H.R. McMaster Suggests Taliban Possibly Incited Kabul Attack: An Effort to 'Humiliate' U.S.

Former Trump administration National Security Adviser H.R. McMaster suggested that the Taliban may have incited Thursday's deadly Kabul airport attack as part of an effort to "humiliate" the U.S. in the final days of its withdrawal from Afghanistan.

Speaking on an episode of PBS' Firing Line With Margaret Hoover that aired Friday, McMaster said that the suicide bombing that killed over 160 Afghans and 13 U.S. military service members outside of Kabul's Hamid Karzai International Airport may have been a collaboration between Jihadist groups.

"The victory for the Taliban in Afghanistan is a victory for all jihadist terrorists, including Al Qaeda, and including ISIS Khorasan (ISIS-K). These groups often overlap, right? They share resources, they share people, they share bomb making expertise. I would not be surprised if this was an attack that was incited by the Taliban with the cutout of trying to use ISIS-K," McMaster said in the interview.

"I really think that this is an effort to humiliate the world's only superpower on our way out of Afghanistan after we surrendered to the Taliban," he added.

NEW: @LTGHRMcMaster suggests the deadly suicide attack in Kabul may have been "incited by the Taliban with the cutout of trying to use ISIS-K."

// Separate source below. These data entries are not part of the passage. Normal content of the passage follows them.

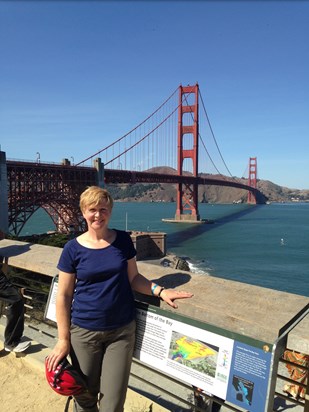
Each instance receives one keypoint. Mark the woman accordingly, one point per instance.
(95, 305)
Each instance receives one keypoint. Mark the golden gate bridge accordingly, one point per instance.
(167, 147)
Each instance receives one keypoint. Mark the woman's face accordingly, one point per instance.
(97, 217)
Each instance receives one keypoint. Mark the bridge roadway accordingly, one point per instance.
(248, 310)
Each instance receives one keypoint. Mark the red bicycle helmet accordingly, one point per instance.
(65, 380)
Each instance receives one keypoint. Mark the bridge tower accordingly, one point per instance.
(252, 179)
(188, 134)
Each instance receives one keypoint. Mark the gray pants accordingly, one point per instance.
(104, 358)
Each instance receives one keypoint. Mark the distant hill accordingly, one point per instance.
(163, 192)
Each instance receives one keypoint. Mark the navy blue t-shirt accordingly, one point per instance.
(103, 298)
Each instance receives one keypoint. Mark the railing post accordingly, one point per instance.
(4, 214)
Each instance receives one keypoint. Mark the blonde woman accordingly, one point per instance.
(95, 305)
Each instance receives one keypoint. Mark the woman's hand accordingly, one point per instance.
(169, 295)
(61, 350)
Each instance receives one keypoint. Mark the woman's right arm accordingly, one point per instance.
(66, 284)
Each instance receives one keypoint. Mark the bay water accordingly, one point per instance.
(264, 245)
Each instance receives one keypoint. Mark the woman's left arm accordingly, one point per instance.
(141, 284)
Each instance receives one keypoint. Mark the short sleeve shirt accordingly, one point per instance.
(103, 298)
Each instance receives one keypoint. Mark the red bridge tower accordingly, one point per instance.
(188, 133)
(252, 179)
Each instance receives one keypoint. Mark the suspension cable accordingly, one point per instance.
(124, 136)
(213, 136)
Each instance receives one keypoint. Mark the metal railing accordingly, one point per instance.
(36, 290)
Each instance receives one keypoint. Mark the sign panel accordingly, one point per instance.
(204, 356)
(50, 312)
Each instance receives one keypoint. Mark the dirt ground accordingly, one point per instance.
(24, 388)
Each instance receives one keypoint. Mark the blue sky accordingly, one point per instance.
(75, 76)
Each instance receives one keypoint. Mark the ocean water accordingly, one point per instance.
(264, 245)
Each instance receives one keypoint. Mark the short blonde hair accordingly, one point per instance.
(94, 195)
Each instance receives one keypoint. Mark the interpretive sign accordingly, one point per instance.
(230, 366)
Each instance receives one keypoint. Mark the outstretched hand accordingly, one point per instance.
(170, 295)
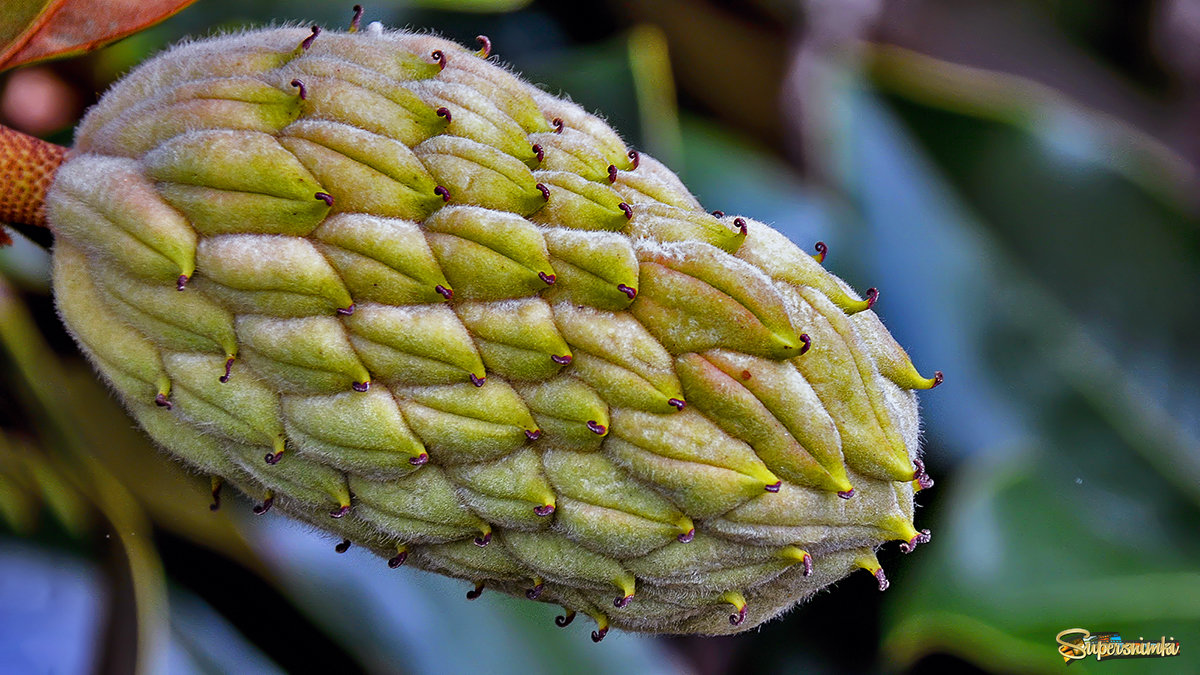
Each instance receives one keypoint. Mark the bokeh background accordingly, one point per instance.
(1019, 178)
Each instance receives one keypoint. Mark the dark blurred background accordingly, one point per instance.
(1019, 178)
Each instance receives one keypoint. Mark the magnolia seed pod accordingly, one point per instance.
(381, 282)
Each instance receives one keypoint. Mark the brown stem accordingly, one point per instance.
(27, 168)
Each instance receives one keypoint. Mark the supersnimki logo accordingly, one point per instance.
(1075, 644)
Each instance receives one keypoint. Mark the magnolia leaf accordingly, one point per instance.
(47, 29)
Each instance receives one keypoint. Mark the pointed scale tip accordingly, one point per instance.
(882, 579)
(873, 296)
(921, 479)
(808, 344)
(216, 494)
(922, 537)
(307, 41)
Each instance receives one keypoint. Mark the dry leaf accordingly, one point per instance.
(73, 27)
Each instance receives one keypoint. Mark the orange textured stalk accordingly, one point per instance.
(27, 168)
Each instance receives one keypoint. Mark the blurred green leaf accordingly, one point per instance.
(35, 31)
(1083, 512)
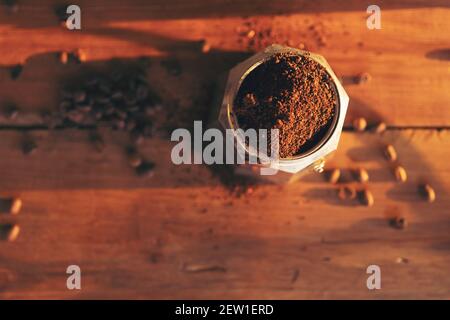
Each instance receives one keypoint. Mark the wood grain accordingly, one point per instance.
(132, 240)
(407, 58)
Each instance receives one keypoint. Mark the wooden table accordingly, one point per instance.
(182, 234)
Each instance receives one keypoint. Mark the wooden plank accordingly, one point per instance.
(407, 59)
(132, 239)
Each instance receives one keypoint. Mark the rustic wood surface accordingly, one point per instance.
(182, 233)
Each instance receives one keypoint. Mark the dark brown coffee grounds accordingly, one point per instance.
(291, 93)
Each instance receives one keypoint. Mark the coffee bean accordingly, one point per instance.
(136, 137)
(79, 96)
(251, 34)
(206, 47)
(10, 205)
(80, 55)
(64, 57)
(346, 192)
(97, 141)
(427, 192)
(360, 124)
(362, 175)
(28, 147)
(172, 66)
(380, 127)
(145, 169)
(363, 78)
(390, 153)
(134, 159)
(13, 5)
(366, 198)
(399, 222)
(250, 100)
(9, 232)
(333, 175)
(16, 71)
(11, 111)
(400, 174)
(16, 205)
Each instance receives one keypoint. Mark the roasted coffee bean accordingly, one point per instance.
(363, 77)
(9, 232)
(80, 55)
(360, 124)
(10, 205)
(11, 111)
(333, 175)
(75, 116)
(206, 47)
(366, 198)
(400, 174)
(361, 175)
(250, 100)
(97, 141)
(399, 222)
(28, 147)
(427, 192)
(390, 153)
(16, 71)
(13, 5)
(79, 96)
(173, 67)
(380, 127)
(134, 159)
(136, 137)
(64, 57)
(145, 169)
(347, 192)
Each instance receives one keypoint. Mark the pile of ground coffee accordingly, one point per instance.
(291, 93)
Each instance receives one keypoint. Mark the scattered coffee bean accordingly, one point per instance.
(251, 34)
(366, 198)
(390, 153)
(11, 111)
(13, 5)
(16, 206)
(362, 78)
(145, 169)
(15, 71)
(380, 127)
(400, 174)
(29, 146)
(362, 175)
(9, 232)
(398, 222)
(10, 205)
(134, 159)
(402, 260)
(333, 175)
(427, 192)
(64, 57)
(250, 100)
(97, 141)
(347, 193)
(360, 124)
(80, 55)
(173, 67)
(206, 47)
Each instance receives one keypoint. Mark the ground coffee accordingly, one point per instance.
(291, 93)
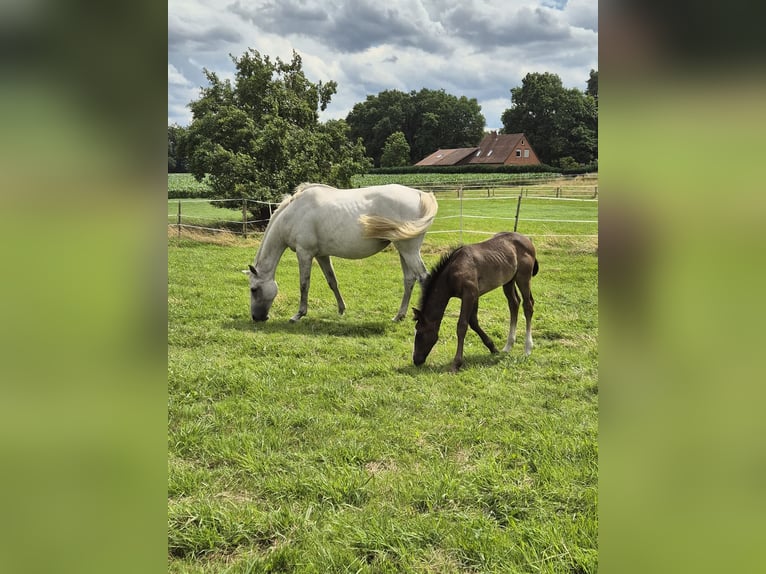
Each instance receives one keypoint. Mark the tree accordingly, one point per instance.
(558, 122)
(260, 136)
(396, 151)
(429, 119)
(176, 158)
(592, 89)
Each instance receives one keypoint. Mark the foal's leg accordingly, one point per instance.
(326, 265)
(413, 269)
(529, 308)
(304, 266)
(473, 322)
(513, 305)
(467, 307)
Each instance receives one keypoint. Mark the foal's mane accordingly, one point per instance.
(434, 274)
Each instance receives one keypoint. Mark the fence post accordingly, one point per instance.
(244, 217)
(460, 193)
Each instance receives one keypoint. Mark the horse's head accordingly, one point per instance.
(426, 335)
(263, 290)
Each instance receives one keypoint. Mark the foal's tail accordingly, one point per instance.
(376, 227)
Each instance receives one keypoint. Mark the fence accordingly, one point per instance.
(499, 203)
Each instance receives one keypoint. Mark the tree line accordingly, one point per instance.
(259, 135)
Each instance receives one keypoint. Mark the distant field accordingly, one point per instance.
(184, 185)
(318, 447)
(479, 212)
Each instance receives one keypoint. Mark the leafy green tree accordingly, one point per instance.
(559, 122)
(176, 158)
(396, 151)
(592, 89)
(260, 136)
(429, 119)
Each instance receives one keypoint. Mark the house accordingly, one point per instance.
(494, 149)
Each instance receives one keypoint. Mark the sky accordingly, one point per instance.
(474, 48)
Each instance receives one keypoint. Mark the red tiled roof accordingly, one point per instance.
(447, 156)
(496, 148)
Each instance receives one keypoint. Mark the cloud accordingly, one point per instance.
(176, 78)
(477, 48)
(349, 26)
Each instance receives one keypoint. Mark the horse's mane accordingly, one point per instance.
(298, 190)
(434, 274)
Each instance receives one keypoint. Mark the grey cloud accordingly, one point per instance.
(183, 36)
(348, 27)
(523, 27)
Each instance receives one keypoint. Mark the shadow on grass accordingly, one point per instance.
(315, 326)
(475, 362)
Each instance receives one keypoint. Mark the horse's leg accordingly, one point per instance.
(513, 305)
(304, 266)
(326, 265)
(469, 302)
(524, 284)
(413, 269)
(473, 322)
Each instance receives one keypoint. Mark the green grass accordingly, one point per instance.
(319, 447)
(480, 214)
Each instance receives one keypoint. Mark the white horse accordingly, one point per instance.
(319, 221)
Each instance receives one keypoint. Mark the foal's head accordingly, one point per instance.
(426, 335)
(262, 293)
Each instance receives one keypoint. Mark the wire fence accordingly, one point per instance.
(464, 205)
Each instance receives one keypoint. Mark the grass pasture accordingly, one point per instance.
(319, 447)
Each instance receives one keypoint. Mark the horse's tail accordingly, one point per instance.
(376, 227)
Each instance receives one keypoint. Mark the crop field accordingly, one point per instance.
(319, 447)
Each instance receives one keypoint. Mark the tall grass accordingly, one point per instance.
(319, 447)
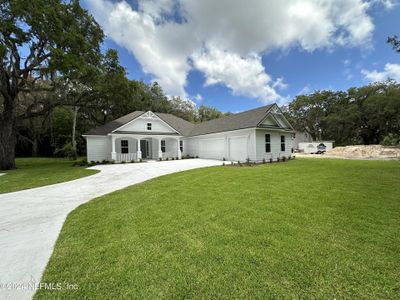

"I really think that this is an effort to humiliate the world's only superpower on our way out of #Afghanistan after we surrendered." pic.twitter.com/k6bUBxKVhH

— Firing Line with Margaret Hoover (@FiringLineShow) August 27, 2021

McMaster's comments come after ISIS-K took credit for Thursday's deadly blast, in which a suicide bomber detonated a bomb as U.S. troops were screening Afghans at the airport's Abbey Gate. In response, the Taliban immediately condemned the attack.

"The Islamic Emirate strongly condemns the bombing of civilians at Kabul airport," Taliban spokesperson Zabihullah Mujahid said in a statement shared on Twitter. "The Islamic Emirate is very concerned about the security and protection of its people. The evil circles will be stopped in full force."

In contrast to McMaster's statements, Ivan Sascha Sheehan, an associate professor executive director of the School of Public & International Affairs at the University of Baltimore, told Newsweek Friday: "There is little love lost between ISIS-K and the Taliban and, in fact, the groups are highly competitive.... The militants undermine the Taliban's consolidation of power."

Less than 48 hours after the attack, U.S. military officials said they have killed one of the planners of the suicide bombing in a retaliatory unmanned airstrike. The operation occurred in the country's Nangahar Province along the country's east-central border, about 125 miles east of Kabul.

The airstrike came after Biden pledged to "hunt down" and punish those who carried out the attack, as well as anyone who wishes the U.S. harm.

In response to the U.S. airstrike, a Taliban spokesman said Saturday that the group has "heard the reports about the Nangarhar incident, but we are trying to find the type of the incident and the casualties. After an investigation, we will react to that," The New York Times reported.

H.R. McMaster, the former national security adviser, suggested that the Taliban may have incited the deadly Kabul airport bombing. Here, Taliban fighters block a road with a Humvee vehicle near Kabul airport in Kabul on August 28, 2021, following the Taliban stunning military takeover of Afghanistan. WAKIL KOHSAR/AFP/Getty Images

The Kabul airport attack came just two weeks after the Taliban rapidly took control of Afghanistan following a withdrawal of U.S. troops from the country. The incident came as the U.S. continues to evacuate citizens and Afghan allies from the country, and after the U.S. Embassy in Kabul sent an alert urging citizens to avoid the airport due to potential terrorist threats.

White House Press Secretary Jen Psaki said Friday that American officials believe that another terrorist attack in Kabul is likely. "The threat is ongoing and it is active. Our troops are still in danger," she said.

Newsweek contacted the White House for additional comment, but did not hear back in time for publication.